You’ll find one of these pods being built in Austin, in a gym in a building at the University of Texas nearly 100 years old. “We're at the cutting edge of technology at the base of architecture, so to say,” said Sahar Rashed a UT Junior. Rashed is part of "512 Hyperloop", one of two UT groups chosen out of hundreds of teams by SpaceX to help in the design of the pod for the Hyperloop.
“It's super cool especially because this technology doesn't exist right now. We are developing something new that hasn't been done before,” she said.
The Hyperloop is a mass transit system meant to move people at super-fast speeds.
To speed up the development, SpaceX hosts a competition geared toward university students and engineering teams to build and design functioning and safe Hyperloop pods.
“It's based on speed and safety. There's two layers of judging and it's about how fast do you end up going and how safe is your pod overall,” Rashed said.
“512 Hyperloop” had two choices for their pod: magnetic levitation, or air bearings.
“We just have permanent magnets on board and then as we move it interacts with the rail below it and it actually levitates,” said Eric Simmons an UT Senior.
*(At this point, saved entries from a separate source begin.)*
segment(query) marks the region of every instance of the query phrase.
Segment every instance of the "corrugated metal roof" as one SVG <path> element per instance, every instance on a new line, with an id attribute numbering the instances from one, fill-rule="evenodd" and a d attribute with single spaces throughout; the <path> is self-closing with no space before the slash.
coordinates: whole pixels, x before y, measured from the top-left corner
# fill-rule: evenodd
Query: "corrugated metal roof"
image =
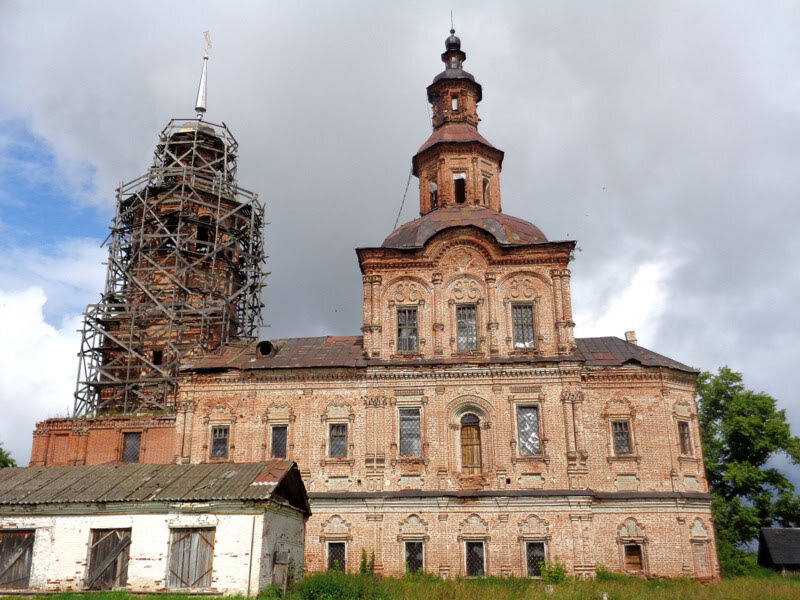
<path id="1" fill-rule="evenodd" d="M 8 468 L 0 469 L 0 505 L 267 500 L 292 470 L 286 460 Z"/>
<path id="2" fill-rule="evenodd" d="M 578 338 L 577 352 L 572 356 L 486 357 L 471 359 L 470 362 L 487 364 L 537 362 L 541 360 L 573 360 L 582 361 L 587 366 L 620 367 L 640 364 L 644 367 L 667 367 L 679 371 L 696 373 L 697 369 L 679 363 L 666 356 L 631 344 L 618 337 Z M 361 336 L 347 337 L 313 337 L 284 338 L 272 340 L 275 350 L 269 356 L 257 352 L 259 342 L 250 344 L 234 344 L 224 346 L 213 354 L 206 355 L 185 370 L 207 369 L 288 369 L 288 368 L 359 368 L 367 366 L 391 366 L 392 364 L 457 364 L 464 362 L 461 358 L 409 359 L 400 361 L 369 359 L 364 357 L 363 339 Z"/>

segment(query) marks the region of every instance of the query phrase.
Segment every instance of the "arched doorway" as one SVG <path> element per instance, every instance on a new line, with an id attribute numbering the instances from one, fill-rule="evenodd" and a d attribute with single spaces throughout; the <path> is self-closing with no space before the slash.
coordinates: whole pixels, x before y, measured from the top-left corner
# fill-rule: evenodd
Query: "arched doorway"
<path id="1" fill-rule="evenodd" d="M 461 472 L 481 473 L 481 420 L 472 413 L 461 417 Z"/>

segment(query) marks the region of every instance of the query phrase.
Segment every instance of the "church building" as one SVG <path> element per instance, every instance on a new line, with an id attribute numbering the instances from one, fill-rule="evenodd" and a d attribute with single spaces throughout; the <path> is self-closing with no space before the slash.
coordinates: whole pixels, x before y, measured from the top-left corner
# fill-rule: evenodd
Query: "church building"
<path id="1" fill-rule="evenodd" d="M 161 164 L 210 176 L 120 197 L 162 234 L 115 250 L 114 295 L 84 352 L 94 370 L 74 418 L 37 426 L 31 464 L 294 461 L 309 571 L 357 570 L 365 551 L 386 575 L 538 577 L 558 560 L 577 576 L 717 578 L 697 370 L 633 336 L 575 338 L 575 242 L 503 213 L 503 152 L 478 131 L 482 88 L 453 30 L 441 58 L 433 132 L 412 157 L 420 217 L 356 250 L 361 335 L 254 339 L 260 237 L 234 233 L 260 232 L 263 209 L 225 170 L 227 129 L 181 124 L 162 153 L 189 138 L 205 150 Z M 130 276 L 136 252 L 151 253 L 158 291 Z M 211 306 L 197 300 L 204 278 L 209 298 L 241 291 Z M 185 311 L 158 313 L 178 301 Z"/>

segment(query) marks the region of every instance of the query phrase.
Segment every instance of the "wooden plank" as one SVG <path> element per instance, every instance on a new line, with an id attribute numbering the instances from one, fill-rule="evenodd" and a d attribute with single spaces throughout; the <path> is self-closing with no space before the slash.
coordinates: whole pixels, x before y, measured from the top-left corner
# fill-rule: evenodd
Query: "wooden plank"
<path id="1" fill-rule="evenodd" d="M 95 572 L 89 577 L 86 581 L 86 585 L 88 587 L 92 587 L 95 582 L 100 578 L 100 576 L 106 572 L 116 560 L 117 557 L 125 550 L 128 546 L 131 545 L 131 538 L 130 536 L 123 536 L 122 539 L 114 545 L 108 553 L 108 556 L 100 563 L 100 566 L 95 570 Z M 114 579 L 116 577 L 112 577 L 111 585 L 114 584 Z"/>
<path id="2" fill-rule="evenodd" d="M 28 548 L 33 546 L 33 540 L 34 540 L 34 534 L 28 533 L 25 541 L 23 541 L 20 547 L 17 548 L 14 554 L 11 555 L 11 558 L 8 559 L 6 564 L 4 566 L 0 565 L 0 580 L 2 580 L 3 575 L 11 571 L 11 567 L 13 567 L 17 563 L 17 561 L 20 558 L 22 558 L 22 556 L 28 551 Z M 27 570 L 30 573 L 30 565 Z"/>

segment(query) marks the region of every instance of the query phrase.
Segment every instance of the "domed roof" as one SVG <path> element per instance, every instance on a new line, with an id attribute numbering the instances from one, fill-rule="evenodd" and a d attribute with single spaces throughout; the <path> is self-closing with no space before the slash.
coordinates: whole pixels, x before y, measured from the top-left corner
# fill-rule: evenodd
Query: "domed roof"
<path id="1" fill-rule="evenodd" d="M 421 248 L 434 235 L 451 227 L 477 227 L 492 234 L 503 246 L 524 246 L 546 242 L 533 223 L 483 206 L 440 208 L 401 225 L 389 234 L 383 248 Z"/>

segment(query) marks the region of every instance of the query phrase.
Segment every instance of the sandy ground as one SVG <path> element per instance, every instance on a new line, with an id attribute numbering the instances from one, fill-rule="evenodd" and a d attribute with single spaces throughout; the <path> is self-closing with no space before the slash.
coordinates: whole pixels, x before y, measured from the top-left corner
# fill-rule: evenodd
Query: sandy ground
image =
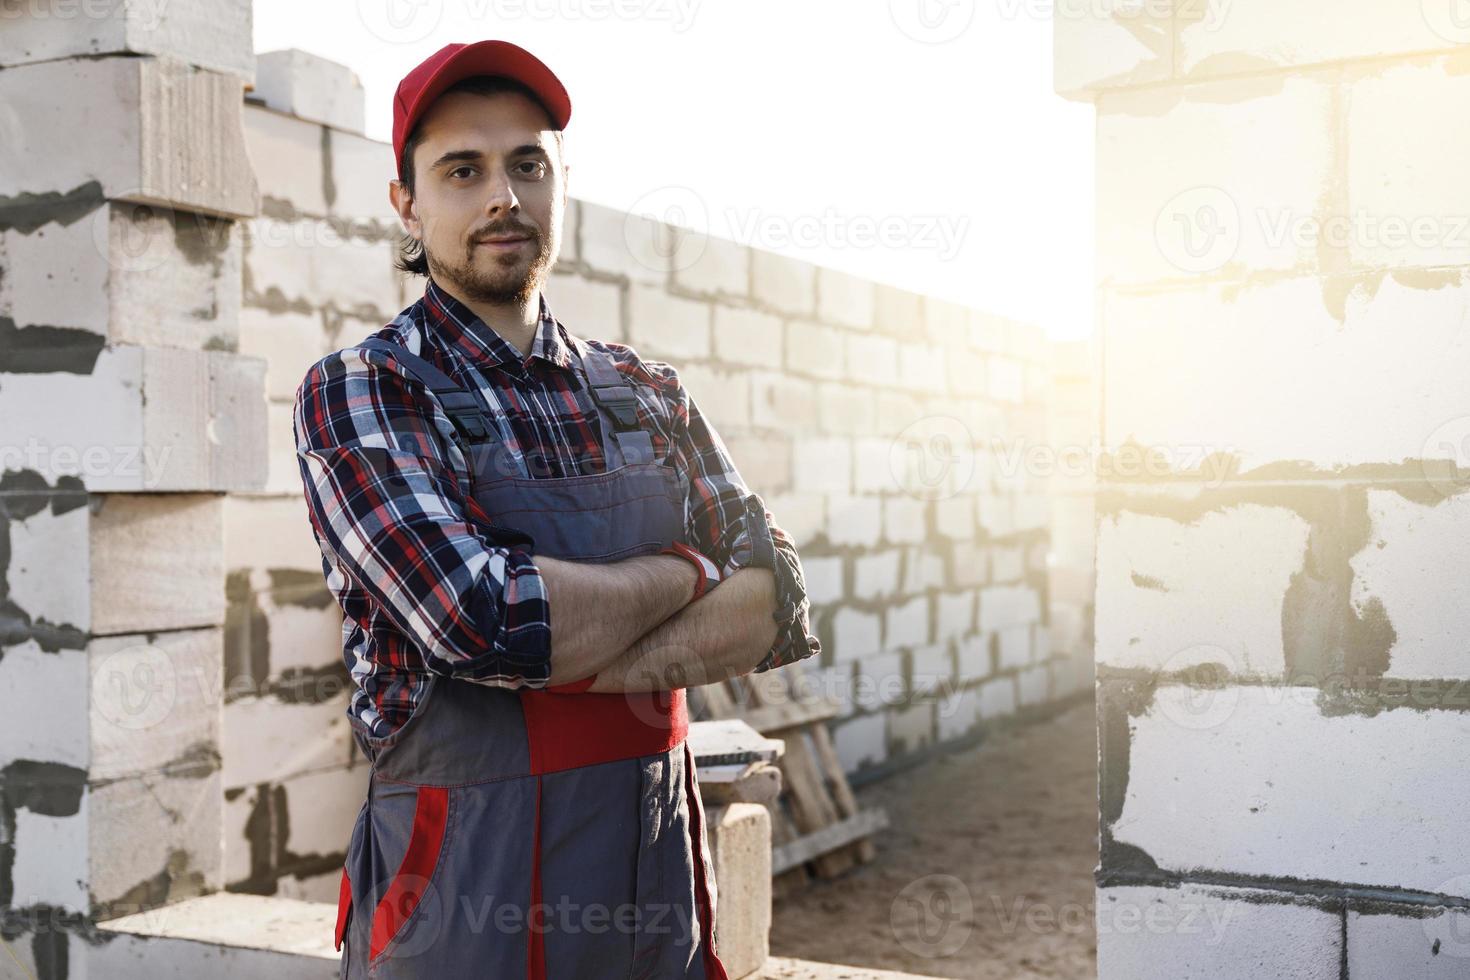
<path id="1" fill-rule="evenodd" d="M 878 855 L 777 900 L 771 954 L 974 980 L 1097 975 L 1090 702 L 857 790 Z"/>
Their pod when levitating “512 Hyperloop” anticipates will get going about 150 miles per hour. “The goal is to go as fast as possible,” Rashed said.
Hyperloop founder Elon Musk took to Twitter last month and said there's a chance this Hyperloop could come to Texas, meaning Austinites could travel to Dallas in about 15 minutes.
“These wheels will stay on the pod until 100 mph and after 100 mph we switch to magnetic levitation this allows us to reach higher speeds faster,” Rashed said.
While it's dubbed a competition and “512 Hyperloop will be competing against the other UT team “Texas Guadaloop” who went with air bearings for their pod, the students said winning is not the ultimate goal.
“Really there's no prize in the competition, it's more about trying to contribute to the main and learning from each other and testing out our technology that we developed,” Rashed said.
Four of the students head out this weekend on their journey to Hawthorne, California.
They will be driving their pod to the SpaceX facility there, a more than 20-hour drive, if they had the Hyperloop that would be take about an hour and 40 minutes. “512 Hyperloop” competes Sunday the 27th.